Wednesday, March 31, 2010

Hell Night (1981, Tom DeSimone)


Hell Night was released in the epicenter of the slasher movie craze and is considerably better than most of the competition. Tom DeSimone has a fine eye despite or possibly due to his directorial beginnings in gay porn, pulling off at least a couple genuinely suspenseful sequences and a few that could actually scare someone. The climax featuring Linda Blair as the Final Girl is gripping and some of the body fodder manage to make an impression, namely Peter Barton (whose sculpted face would be squashed in the shower by Jason Voorhees a couple years later) and Vincent Van Patten, who has the most unexpected character arc of any slasher film victim I've ever seen. Theirs and the other kids deaths are creative without being gratuitously gross and the story is well paced around the predicament of being stuck in a spooky old house which they initially ventured to as a fraternity / sorority initiation stunt. Add to this the insensitive portrayal of a deformed killer and you almost have a thematically empty yet competently entertaining version of Tobe Hooper's The Funhouse, minus the genius.
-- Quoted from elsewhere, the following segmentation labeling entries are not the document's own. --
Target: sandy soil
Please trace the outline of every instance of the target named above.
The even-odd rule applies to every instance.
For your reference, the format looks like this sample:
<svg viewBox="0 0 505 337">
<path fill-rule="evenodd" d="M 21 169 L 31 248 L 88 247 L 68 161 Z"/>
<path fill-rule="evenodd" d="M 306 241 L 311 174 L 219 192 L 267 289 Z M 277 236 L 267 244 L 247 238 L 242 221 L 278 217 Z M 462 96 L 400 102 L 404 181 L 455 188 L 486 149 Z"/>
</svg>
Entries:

The screenplay was scribed by Randy Feldman, who would go on to write the ludicrously silly buddy action comedy Tango & Cash. While Hell Night doesn't have as many absurdities as that mess, there are still some memorably gaping plot holes made into necessities for the story to move along. Garth Manor, the haunted mansion where the kids are staying, has supposedly been used year in and out for this ritual game of chicken. Why then is this the first time the homicidal hermit who resides there has decided to strike at the intruders? How did he survive there in secret for so long? The real answer is that the film wouldn't be possible otherwise, and in an idiotic way Feldman's illogic is what makes the story unpredictable and scary.

One of the more unnerving ambiguities might have even been deliberate: in an echo of the Vincent Price classic House On Haunted Hill, some of the houseguests scares are rigged by their hosts while others turn out to be actual ghouls. One such scene finds Linda Blair slowly approached by a ghost who may or may not be one of the special effects set up by the fraternity and sorority masters of ceremony. The idea that some college kids could generate a three dimensional apparition is very farfetched, yet the lack of a second appearance in the film by the ghost leaves the possibility open. Hell Night has the dumb luck of benefitting from these non-considerations.
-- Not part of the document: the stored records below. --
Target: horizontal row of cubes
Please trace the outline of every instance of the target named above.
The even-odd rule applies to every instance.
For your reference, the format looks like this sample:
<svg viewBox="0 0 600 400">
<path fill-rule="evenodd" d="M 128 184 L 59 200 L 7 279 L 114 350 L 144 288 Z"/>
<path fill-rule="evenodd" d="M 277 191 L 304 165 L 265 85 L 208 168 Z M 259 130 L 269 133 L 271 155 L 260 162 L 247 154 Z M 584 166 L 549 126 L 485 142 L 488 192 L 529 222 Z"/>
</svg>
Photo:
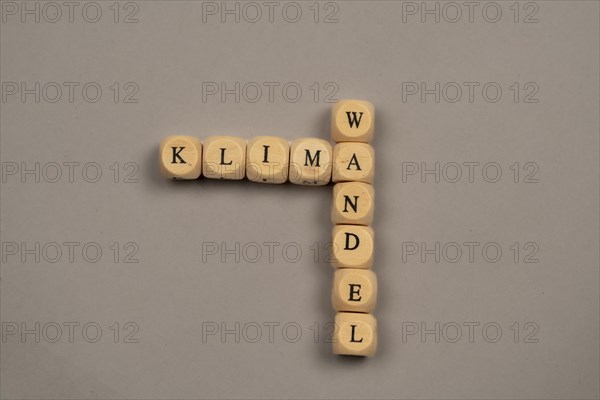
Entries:
<svg viewBox="0 0 600 400">
<path fill-rule="evenodd" d="M 210 136 L 201 143 L 193 136 L 169 136 L 160 144 L 159 163 L 173 179 L 239 180 L 260 183 L 326 185 L 356 181 L 372 183 L 374 150 L 369 144 L 338 143 L 301 138 L 290 143 L 275 136 L 248 142 L 236 136 Z"/>
</svg>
There are three interchangeable persons responsible for the pranks around Garth Manor preceding the real mayhem to come, and they all die before the four lead characters inside realize that the jokes are over  and someone or something is actually alive in the fun - er, haunted house. Linda Blair is established in the opening scenes as tomboyish and ambivalent about staying the night at the manor to join a sorority. Her chaste romance with Peter Barton isn't convincing at all and only serves to justify his being the second-to-last-to-go, which is unnecessary. They're both game actors, but unlike Feldman's lax approach to a logical plot, there's not upside to his bland dialogue or characterizations.

The surprise star turn comes from Vincent Van Patten, who joins Blair and Barton in their overnight dare with some British bimbo he picked up. After tossing off easily the best sexual banter of the film, he manages to escape the mansions tall spiky fence and run through town looking for help while the others are still trapped. Suddenly imbued with desperate heroism, he drops his cocky horndog act and does whatever necessary to save his friends. Thanks to some convenient coincidences from Feldman, he manages to bring a shotgun back to the manor after stealing it from the least guarded police station evidence room in movie history.

Hell Night is a very simple scary story told fairly well. Without the body count or Linda Blair's exciting ultimate chase from the killer, it would scarcely qualify as a slasher. The haunted house setting gives the story a focus usually lacking in the genre and allows DeSimone to continually build atmosphere around the old fashioned locale and differ to spookiness rather than violence. Any casual horror fan will not be disappointed, especially if they watch with the lights out.